Hijab : Julius Grey perd contre la juge Marengo
Jean-Francois Parent
2016-10-13 14:15:00
Ce n’est pas parce qu’une magistrate décide d’exclure une justiciable de son tribunal que tous les juges sont ainsi, estime le juge Wilbrod Claude Décarie. C’est l’une des raisons motivant la décision de la Cour supérieure de ne pas donner suite à la demande de jugement déclaratoire déposée par Me Grey.
Le juge Décarie poursuit : « Rien dans la preuve ne permet au Tribunal de conclure que la décision isolée de la juge Marengo est suivie par l’ensemble des juges de la Cour du Québec ».
Rania El-Alloul souhaitait que la Cour édicte que tous peuvent porter des vêtements à caractère religieux dans un tribunal. Rania El-Alloul s’était vue exclue du tribunal par la juge Marengo parce qu’elle refusait de laisser son hijab au vestiaire. Mme El-Alloul s’opposait alors à une décision de la Société d’assurance automobile.
Invoquant le décorum nécessaire au tribunal, Eliana Marengo avait refusé d’entendre Mme El-Alloul tant que celle-ci portait le hijab.
Rania El-Alloul décide donc de demander un jugement déclaratoire.
Le juge Décarie rétorque que « la seule façon d’attaquer une décision judiciaire c’est en formant un appel ou un pourvoi en contrôle judiciaire. Aucun de ces recours n’a été intenté en l’espèce ».
Une décision « malheureuse »
Pour l’essentiel, Rania El-Alloul craint d’être privée de son droit d’être entendue par les tribunaux à la suite du refus de la juge Marengo d’entendre son témoignage si elle persistait à porter le hijab.
« Ces craintes sont purement subjectives », écrit le juge Wilbrod Claude Décarie.
Ce dernier déplore cependant la décision « malheureuse » de la juge Marengo, disant éprouver « beaucoup de sympathie » à l’égard de Rania El-Alloul et déplorant « grandement, encore une fois, la façon dont elle a été traitée ».
Il estime en outre que « la réparation demandée constituerait une ingérence dans la compétence institutionnelle de la Cour du Québec », qui empêcherait les juges de décider de ce qu’ils peuvent accepter ou refuser dans leurs tribunaux.
Il reste que la décision de la juge Marengo découle « d’une mauvaise application de l’article 13 du Règlement », observe Wilbrod Claude Décarie.
Ce dernier constate en outre que la juge Marengo va à l’encontre des principes énoncés dans l’arrêt R. c.

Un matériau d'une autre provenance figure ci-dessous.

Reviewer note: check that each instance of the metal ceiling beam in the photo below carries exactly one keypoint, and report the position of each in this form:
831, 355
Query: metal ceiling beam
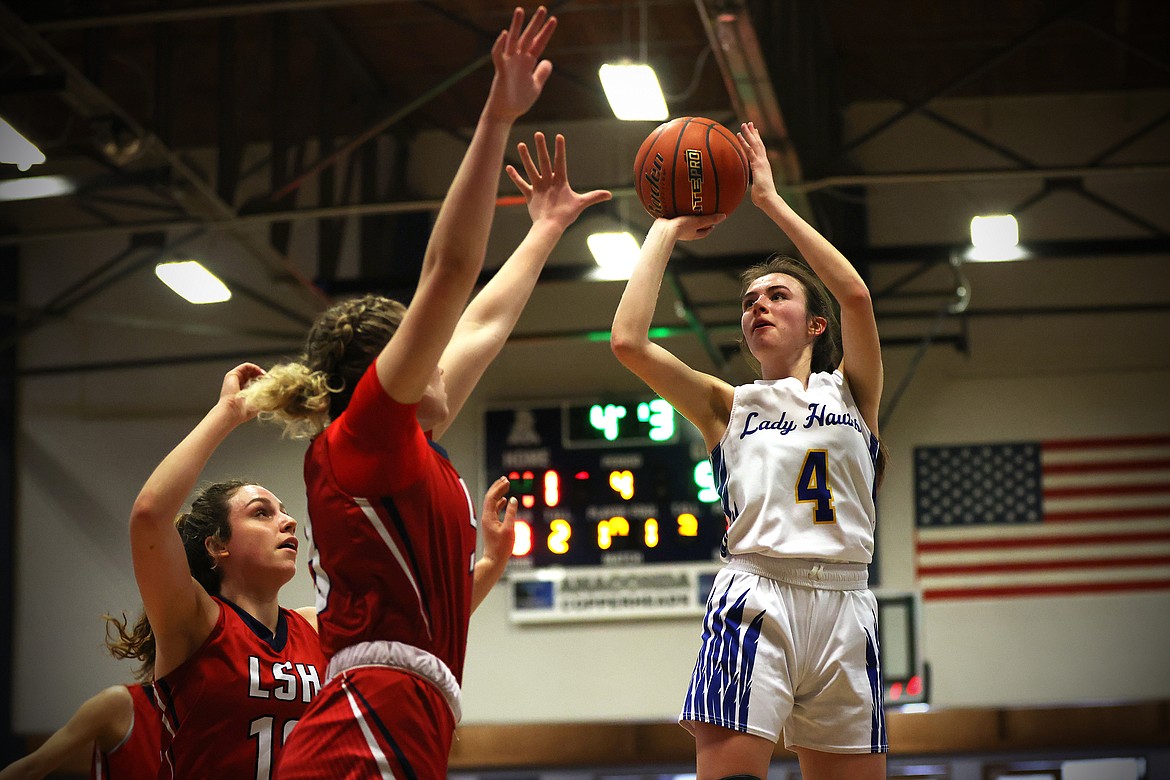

N.S., rendu par la Cour suprême, qui « établit clairement qu’une femme peut porter le voile intégral (le niqab) lors de son témoignage si elle est en mesure d’établir que sa volonté de le porter est fondée sur une croyance religieuse sincère et que cela ne porte pas atteinte, d’une façon injustifiée, au droit d’une personne à un procès juste et équitable. À plus forte raison lorsqu’il s’agit d’un hijab qui ne cache pas le visage ».
La décision d’Eliana Marengo lui a valu près d’une quarantaine de plaintes contre elle au Conseil de la magistrature, pour avoir « fait fi de la Charte canadienne des droits et libertés en refusant l'accès à la justice à une citoyenne pour des motifs religieux, d'avoir fait preuve de racisme, d'islamophobie et de xénophobie ».
Dix des 38 plaintes ont été rejetées. Le CMQ n’a toujours pas rendu de décision dans ce dossier.
Eliana Marengo, représentée par Me Raymond Doray de Lavery, s’oppose à la procédure, alléguant qu’une enquête du Conseil porterait atteinte à son indépendance.